Lepidodermella squamata is a freshwater species of minute worm in the phylum Gastrotricha.

==Description==
Lepidodermella squamata is a small worm-like organism growing to a length of 190 μm (0.007 inch). It is roughly cylindrical with a head, a slightly narrower neck, and a slightly wider and much longer body ending with a forked tail. There are two adhesive suckers on the posterior end. The surface of the trunk is covered in scales. There are tufts of bristles on the head and two rows of cilia on the ventral surface of the body.
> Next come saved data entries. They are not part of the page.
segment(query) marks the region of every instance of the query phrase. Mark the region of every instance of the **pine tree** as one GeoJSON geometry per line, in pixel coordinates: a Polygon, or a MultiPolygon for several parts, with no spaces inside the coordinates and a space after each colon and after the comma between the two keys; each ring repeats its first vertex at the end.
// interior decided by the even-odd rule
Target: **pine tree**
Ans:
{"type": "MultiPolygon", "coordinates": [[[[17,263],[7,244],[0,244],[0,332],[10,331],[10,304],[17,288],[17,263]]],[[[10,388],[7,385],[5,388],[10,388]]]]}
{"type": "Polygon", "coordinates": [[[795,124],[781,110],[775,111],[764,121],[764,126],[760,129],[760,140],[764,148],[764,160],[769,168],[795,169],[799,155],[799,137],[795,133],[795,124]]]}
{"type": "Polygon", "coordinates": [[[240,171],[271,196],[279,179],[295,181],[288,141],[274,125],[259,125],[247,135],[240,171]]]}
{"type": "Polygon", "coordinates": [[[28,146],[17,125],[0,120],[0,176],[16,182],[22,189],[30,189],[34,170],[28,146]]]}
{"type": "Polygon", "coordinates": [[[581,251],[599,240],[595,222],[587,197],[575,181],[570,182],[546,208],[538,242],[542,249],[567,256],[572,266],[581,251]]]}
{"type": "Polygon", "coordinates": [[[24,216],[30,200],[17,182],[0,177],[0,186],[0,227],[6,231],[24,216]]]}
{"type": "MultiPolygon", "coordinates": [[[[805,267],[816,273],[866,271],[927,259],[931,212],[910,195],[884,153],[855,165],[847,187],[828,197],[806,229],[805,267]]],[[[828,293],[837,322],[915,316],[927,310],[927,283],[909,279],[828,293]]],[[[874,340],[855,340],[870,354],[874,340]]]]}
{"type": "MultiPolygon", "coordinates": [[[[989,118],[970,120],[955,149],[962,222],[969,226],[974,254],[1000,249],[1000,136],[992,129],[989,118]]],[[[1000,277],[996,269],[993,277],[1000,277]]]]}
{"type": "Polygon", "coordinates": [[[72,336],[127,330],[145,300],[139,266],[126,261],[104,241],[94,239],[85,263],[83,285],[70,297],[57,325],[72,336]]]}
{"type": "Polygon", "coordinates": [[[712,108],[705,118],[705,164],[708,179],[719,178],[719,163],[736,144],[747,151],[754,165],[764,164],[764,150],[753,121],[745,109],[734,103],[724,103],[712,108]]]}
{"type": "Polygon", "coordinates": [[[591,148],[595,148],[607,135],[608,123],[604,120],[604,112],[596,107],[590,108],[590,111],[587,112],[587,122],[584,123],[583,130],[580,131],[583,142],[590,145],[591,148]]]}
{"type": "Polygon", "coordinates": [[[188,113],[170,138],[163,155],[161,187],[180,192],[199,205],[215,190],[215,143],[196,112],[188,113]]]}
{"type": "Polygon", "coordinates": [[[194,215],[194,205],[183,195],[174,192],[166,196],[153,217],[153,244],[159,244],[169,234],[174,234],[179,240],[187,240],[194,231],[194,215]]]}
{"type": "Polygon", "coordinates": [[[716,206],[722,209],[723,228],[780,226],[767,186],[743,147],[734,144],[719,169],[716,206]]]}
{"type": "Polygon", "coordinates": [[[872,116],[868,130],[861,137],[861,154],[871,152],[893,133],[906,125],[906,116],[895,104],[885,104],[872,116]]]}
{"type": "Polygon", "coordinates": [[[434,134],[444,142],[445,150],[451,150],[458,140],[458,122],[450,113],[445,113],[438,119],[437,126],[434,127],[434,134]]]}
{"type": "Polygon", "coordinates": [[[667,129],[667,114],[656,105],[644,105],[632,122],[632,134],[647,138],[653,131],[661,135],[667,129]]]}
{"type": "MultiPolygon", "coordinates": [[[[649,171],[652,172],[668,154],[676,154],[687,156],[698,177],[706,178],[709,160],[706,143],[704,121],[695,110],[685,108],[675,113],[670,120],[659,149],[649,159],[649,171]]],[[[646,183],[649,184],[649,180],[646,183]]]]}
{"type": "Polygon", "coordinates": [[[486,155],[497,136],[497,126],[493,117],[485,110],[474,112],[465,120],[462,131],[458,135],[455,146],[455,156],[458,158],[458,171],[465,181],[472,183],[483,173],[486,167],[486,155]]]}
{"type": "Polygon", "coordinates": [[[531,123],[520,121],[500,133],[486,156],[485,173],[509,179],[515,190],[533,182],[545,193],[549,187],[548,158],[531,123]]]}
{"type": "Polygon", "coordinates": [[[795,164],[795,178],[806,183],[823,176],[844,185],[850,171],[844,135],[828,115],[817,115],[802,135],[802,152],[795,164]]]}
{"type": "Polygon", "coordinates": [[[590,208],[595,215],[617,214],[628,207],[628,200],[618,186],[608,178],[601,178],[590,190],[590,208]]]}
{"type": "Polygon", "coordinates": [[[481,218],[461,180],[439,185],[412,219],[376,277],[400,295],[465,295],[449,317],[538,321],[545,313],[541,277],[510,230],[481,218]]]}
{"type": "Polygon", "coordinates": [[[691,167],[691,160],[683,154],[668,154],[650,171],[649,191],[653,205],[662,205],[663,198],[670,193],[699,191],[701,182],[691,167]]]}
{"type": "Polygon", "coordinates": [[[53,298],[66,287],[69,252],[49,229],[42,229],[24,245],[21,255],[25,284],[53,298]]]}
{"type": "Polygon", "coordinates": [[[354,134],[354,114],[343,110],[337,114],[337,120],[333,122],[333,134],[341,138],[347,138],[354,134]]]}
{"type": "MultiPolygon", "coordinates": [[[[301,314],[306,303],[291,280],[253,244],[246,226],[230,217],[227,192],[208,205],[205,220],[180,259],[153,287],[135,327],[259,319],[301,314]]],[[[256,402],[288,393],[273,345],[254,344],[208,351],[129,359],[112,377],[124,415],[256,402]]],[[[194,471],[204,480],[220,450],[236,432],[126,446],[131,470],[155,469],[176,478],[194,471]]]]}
==Distribution and habitat==
Lepidodermella squamata is found in North and South America, Japan and much of Europe. It is a freshwater species and is found on the surface of water plants in lakes, ponds, streams and marshes. It is also found between the particles of sediment at the bottom of the water body.

==Biology==
Lepidodermella squamata feeds on algae, bacteria and detritus. It glides across the substrate by means of the cilia on its ventral surface. Development is direct and growth is rapid. A few days after hatching it develops both male and female reproductive organs. About four eggs are laid over the course of a few days, however these develop without fertilisation. In adverse conditions, the eggs can survive desiccation and freezing.

==Systematics==
The phylogenetic relationships of the Gastrotricha are still unclear: Morphological studies place Gastrostricha near the Gnathostomulida, the Rotifera or the Nematoda. Molecular data have shown that the Gastrotricha are sister taxon to the Platyhelminthes. Later studies have placed them elsewhere, including close to the Ecdysozoa or the Lophotrochozoa.